Au café du village, le barman n'en fait d'ailleurs pas mystère. Tavullia sans Rossi, c'est "trois chats et deux chiens".

De fait, l'impression est saisissante. Tavullia est une sorte de "ValentinoRossiLand" où tout ramène au champion, la pizzeria Da Rossi, la boutique d'articles siglés VR46 (bonnets, mugs, tongs, tricycles et trottinettes...) et même l'épicerie fine, où les produits de la région portent la marque Rossi.

"Vale est fier de faire vivre ce qui est et restera toujours sa région. Les gens qui travaillent ici viennent de Tavullia, Rimini, Pesaro, de ce qui est autour de nous. C'est beau de voir cette réalité locale se confronter à des business mondiaux", explique Salucci.
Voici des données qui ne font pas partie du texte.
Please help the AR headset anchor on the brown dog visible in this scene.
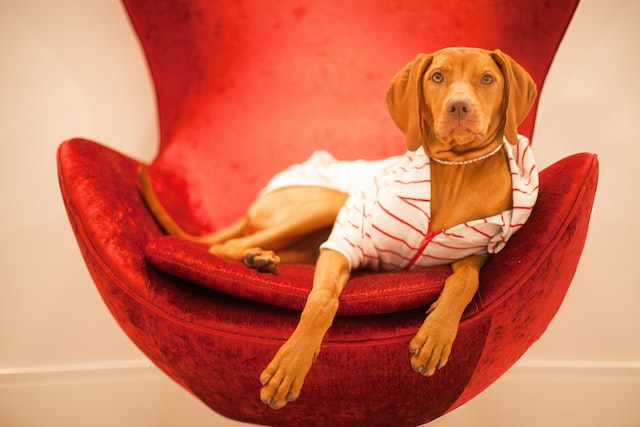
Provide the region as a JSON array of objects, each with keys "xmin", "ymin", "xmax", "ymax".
[{"xmin": 140, "ymin": 48, "xmax": 537, "ymax": 408}]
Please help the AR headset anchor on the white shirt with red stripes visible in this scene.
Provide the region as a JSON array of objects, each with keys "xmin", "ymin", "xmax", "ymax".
[{"xmin": 321, "ymin": 135, "xmax": 538, "ymax": 270}]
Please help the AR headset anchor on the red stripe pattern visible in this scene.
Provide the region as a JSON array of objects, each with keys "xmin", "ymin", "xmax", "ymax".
[{"xmin": 322, "ymin": 136, "xmax": 539, "ymax": 270}]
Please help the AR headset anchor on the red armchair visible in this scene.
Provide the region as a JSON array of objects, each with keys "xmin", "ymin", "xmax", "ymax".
[{"xmin": 57, "ymin": 0, "xmax": 598, "ymax": 426}]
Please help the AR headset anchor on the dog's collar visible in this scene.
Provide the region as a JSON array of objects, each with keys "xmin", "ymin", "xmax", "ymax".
[{"xmin": 431, "ymin": 144, "xmax": 502, "ymax": 166}]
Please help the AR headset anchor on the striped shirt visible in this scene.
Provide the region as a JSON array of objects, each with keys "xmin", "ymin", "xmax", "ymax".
[{"xmin": 321, "ymin": 136, "xmax": 538, "ymax": 270}]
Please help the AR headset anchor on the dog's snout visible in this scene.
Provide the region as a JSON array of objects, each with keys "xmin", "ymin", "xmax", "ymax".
[{"xmin": 446, "ymin": 97, "xmax": 473, "ymax": 118}]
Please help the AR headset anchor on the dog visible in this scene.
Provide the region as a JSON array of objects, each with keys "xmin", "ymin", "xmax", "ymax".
[{"xmin": 139, "ymin": 47, "xmax": 538, "ymax": 409}]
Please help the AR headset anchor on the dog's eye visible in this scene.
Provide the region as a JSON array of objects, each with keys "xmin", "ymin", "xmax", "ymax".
[{"xmin": 482, "ymin": 74, "xmax": 493, "ymax": 85}]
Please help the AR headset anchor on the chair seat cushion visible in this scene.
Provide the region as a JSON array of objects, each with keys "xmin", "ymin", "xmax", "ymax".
[
  {"xmin": 145, "ymin": 153, "xmax": 597, "ymax": 316},
  {"xmin": 145, "ymin": 236, "xmax": 451, "ymax": 316}
]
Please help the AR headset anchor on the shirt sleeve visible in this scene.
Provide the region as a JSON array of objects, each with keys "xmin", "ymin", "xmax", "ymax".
[{"xmin": 320, "ymin": 191, "xmax": 368, "ymax": 270}]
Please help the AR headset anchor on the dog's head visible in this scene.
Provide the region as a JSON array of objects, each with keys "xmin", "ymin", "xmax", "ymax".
[{"xmin": 387, "ymin": 48, "xmax": 536, "ymax": 161}]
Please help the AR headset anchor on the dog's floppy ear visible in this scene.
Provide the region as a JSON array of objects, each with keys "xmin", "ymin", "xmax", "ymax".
[
  {"xmin": 387, "ymin": 53, "xmax": 433, "ymax": 151},
  {"xmin": 491, "ymin": 49, "xmax": 536, "ymax": 145}
]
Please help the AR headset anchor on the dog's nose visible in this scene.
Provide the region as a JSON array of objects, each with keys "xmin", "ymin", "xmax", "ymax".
[{"xmin": 446, "ymin": 96, "xmax": 473, "ymax": 119}]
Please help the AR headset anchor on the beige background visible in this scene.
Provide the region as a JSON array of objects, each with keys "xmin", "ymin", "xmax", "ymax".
[{"xmin": 0, "ymin": 0, "xmax": 640, "ymax": 427}]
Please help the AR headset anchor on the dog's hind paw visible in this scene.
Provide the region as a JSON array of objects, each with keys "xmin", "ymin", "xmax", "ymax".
[{"xmin": 244, "ymin": 249, "xmax": 280, "ymax": 273}]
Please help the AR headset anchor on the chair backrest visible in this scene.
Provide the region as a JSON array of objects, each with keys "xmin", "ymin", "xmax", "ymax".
[{"xmin": 124, "ymin": 0, "xmax": 578, "ymax": 227}]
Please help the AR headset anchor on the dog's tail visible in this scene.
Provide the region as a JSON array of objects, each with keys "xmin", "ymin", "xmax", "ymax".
[{"xmin": 138, "ymin": 165, "xmax": 200, "ymax": 241}]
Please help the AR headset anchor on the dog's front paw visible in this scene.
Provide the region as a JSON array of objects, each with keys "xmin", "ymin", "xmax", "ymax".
[
  {"xmin": 409, "ymin": 314, "xmax": 458, "ymax": 376},
  {"xmin": 260, "ymin": 341, "xmax": 317, "ymax": 409}
]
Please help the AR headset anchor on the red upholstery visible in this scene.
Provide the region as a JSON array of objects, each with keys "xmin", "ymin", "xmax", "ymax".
[{"xmin": 53, "ymin": 0, "xmax": 598, "ymax": 426}]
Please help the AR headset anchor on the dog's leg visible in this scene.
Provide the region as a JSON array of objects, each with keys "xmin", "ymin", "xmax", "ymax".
[
  {"xmin": 210, "ymin": 187, "xmax": 348, "ymax": 271},
  {"xmin": 409, "ymin": 256, "xmax": 487, "ymax": 376},
  {"xmin": 260, "ymin": 250, "xmax": 349, "ymax": 409}
]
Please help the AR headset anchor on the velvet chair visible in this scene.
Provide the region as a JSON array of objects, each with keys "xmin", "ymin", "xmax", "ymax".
[{"xmin": 57, "ymin": 0, "xmax": 598, "ymax": 427}]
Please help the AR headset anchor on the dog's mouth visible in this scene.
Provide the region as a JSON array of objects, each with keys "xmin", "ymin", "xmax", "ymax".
[{"xmin": 436, "ymin": 121, "xmax": 486, "ymax": 147}]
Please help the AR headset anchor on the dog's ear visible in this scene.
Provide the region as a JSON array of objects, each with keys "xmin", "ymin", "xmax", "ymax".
[
  {"xmin": 387, "ymin": 53, "xmax": 433, "ymax": 151},
  {"xmin": 491, "ymin": 50, "xmax": 536, "ymax": 145}
]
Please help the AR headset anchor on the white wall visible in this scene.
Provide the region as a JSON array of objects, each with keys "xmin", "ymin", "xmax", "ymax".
[{"xmin": 0, "ymin": 0, "xmax": 640, "ymax": 427}]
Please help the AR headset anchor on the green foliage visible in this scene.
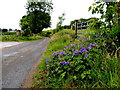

Cela implique tout de même que la question de la fin de carrière du champion quadragénaire ne se pose pas que sportivement.

"C'est difficile à imaginer. On ne sait pas si et dans quelle mesure ce business va se réduire. Clairement, il deviendra différent. Mais le jour où Vale descendra de moto, je pense que ça sera plus un problème pour d'autres que pour nous", estime Tebaldi.

Luca Marini, demi-frère de Rossi et pilote de la Team Sky en Moto2, a en tous cas fixé l'horizon: "Vale doit courir jusqu'à... 46 ans".